11 November 2008

Never Forget



In Flanders fields the poppies blow
Between the crosses, row on row,
That mark our place; and in the sky
The larks, still bravely singing, fly
Scarce heard amid the guns below.

We are the Dead. Short days ago
We lived, felt dawn, saw sunset glow,
Loved and were loved, and now we lie
In Flanders fields.

Take up our quarrel with the foe:
To you from failing hands we throw
The torch; be yours to hold it high.
If ye break faith with us who die
We shall not sleep,
though poppies grow
In Flanders fields.



May we never forget or lose respect for those that laid down their lives for our freedom.



4 comments:

cogidubnus said...

Bless you darling...my grandad (226th signals, attached to the DLI) was one of those unfortunates gassed at Paeschendale...and again subsequently...he was given six months to live on formal discharge in 1919...spent the rest of his life coughing up bits of lung (but still working!)....died 1970...

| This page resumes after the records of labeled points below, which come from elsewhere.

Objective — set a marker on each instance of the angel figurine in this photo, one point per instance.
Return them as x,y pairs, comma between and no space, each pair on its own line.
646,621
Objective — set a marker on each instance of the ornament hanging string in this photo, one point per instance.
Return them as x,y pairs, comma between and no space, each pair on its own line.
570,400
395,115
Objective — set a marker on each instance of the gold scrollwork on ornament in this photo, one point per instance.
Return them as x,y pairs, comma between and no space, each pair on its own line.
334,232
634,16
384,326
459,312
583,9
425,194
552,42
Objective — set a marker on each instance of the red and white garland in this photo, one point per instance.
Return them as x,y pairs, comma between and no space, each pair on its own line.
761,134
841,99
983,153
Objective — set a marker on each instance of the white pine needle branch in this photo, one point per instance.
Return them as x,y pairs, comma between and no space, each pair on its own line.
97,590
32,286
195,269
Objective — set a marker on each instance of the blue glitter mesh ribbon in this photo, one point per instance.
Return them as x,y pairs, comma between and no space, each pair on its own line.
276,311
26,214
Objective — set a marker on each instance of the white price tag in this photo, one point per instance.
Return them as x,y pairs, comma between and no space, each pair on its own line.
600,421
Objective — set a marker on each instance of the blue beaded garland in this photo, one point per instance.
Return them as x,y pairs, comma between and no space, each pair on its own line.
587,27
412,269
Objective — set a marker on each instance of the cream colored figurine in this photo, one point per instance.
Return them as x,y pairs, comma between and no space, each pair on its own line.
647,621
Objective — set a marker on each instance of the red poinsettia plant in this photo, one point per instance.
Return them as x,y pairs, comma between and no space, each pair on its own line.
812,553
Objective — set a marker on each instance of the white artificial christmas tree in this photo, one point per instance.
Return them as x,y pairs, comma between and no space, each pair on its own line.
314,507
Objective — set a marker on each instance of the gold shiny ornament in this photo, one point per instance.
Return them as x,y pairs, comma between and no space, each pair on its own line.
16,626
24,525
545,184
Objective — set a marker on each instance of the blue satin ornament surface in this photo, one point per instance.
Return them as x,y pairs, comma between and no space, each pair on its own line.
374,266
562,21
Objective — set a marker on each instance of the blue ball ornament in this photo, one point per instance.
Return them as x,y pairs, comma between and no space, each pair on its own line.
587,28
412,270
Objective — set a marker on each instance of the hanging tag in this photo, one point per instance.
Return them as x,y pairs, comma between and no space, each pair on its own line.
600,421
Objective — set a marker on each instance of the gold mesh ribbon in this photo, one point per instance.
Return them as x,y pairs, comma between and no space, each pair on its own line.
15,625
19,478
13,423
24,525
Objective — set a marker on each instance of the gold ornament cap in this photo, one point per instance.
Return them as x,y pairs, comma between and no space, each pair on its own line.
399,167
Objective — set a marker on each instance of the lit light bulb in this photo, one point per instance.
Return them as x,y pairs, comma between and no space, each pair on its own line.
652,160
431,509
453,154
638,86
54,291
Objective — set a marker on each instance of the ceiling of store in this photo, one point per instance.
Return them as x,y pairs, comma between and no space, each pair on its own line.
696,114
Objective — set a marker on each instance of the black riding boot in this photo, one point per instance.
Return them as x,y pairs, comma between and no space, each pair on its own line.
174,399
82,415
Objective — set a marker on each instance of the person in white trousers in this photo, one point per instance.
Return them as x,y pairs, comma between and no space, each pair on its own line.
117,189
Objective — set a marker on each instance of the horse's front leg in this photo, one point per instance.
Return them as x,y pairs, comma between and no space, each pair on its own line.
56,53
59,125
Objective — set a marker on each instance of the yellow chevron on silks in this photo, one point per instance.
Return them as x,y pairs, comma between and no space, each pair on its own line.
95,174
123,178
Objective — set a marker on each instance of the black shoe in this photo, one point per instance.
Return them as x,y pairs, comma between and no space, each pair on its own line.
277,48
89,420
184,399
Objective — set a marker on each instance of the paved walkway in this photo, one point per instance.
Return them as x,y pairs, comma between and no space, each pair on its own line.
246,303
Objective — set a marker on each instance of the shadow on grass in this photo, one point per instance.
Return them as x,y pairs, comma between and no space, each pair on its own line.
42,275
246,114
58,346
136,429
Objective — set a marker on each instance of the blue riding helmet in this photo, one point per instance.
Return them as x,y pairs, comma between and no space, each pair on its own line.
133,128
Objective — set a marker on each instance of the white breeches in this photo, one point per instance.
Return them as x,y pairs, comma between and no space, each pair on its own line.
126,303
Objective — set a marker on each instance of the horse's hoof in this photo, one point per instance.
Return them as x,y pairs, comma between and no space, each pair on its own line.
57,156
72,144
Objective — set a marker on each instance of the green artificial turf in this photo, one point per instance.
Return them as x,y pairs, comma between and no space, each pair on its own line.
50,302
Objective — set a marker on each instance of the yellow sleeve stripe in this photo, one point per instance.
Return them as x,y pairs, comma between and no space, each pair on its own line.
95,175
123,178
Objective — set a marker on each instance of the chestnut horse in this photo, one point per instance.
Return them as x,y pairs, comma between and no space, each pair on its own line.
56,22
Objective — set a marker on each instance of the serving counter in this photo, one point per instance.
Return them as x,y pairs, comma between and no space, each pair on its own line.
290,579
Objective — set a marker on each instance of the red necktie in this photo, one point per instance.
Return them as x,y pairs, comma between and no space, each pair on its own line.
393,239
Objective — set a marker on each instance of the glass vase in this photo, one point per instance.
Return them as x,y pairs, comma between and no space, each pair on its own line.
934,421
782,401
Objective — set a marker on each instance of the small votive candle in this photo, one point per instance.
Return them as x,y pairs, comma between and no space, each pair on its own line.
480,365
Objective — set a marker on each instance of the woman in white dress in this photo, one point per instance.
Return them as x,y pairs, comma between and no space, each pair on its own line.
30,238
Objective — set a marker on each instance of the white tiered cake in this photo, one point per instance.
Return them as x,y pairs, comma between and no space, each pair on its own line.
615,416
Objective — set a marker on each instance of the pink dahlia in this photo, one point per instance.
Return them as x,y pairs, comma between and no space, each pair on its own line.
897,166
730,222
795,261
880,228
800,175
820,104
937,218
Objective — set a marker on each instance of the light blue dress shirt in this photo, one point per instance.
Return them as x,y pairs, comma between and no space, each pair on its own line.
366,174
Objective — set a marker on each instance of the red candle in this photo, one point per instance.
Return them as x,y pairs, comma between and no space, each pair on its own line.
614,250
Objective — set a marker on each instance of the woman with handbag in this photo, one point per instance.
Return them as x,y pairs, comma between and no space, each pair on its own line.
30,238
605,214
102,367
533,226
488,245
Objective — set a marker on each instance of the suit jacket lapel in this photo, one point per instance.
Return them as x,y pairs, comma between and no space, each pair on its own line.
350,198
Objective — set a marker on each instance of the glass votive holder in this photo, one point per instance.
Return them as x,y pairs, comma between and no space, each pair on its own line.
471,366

We need to remember not just those who died at the time, but all those too whose lives were totally affected...for that matter we need to remember and respect all those who served...god knows their lives were affected...

Sage said...

Well said

Girl*Next*Door said...

Cogi, your Grandad did extremely well all ways round in that case. It's nice he proved the medical bods wrong.

Indeed. Agree with all of that. I just can't imagine the sights they'd have seen or conditions endured.

Thanks Sage :o)

Hogday said...

Thats a great Great War poem GND - nice touch. If you have a mind to, the book "In Flanders Fields" by Leon Brittan is one of ther most easy to read, yet highly detailed and evocotive books on the subject. The phrase, `Lions led by donkeys` doesn't come close.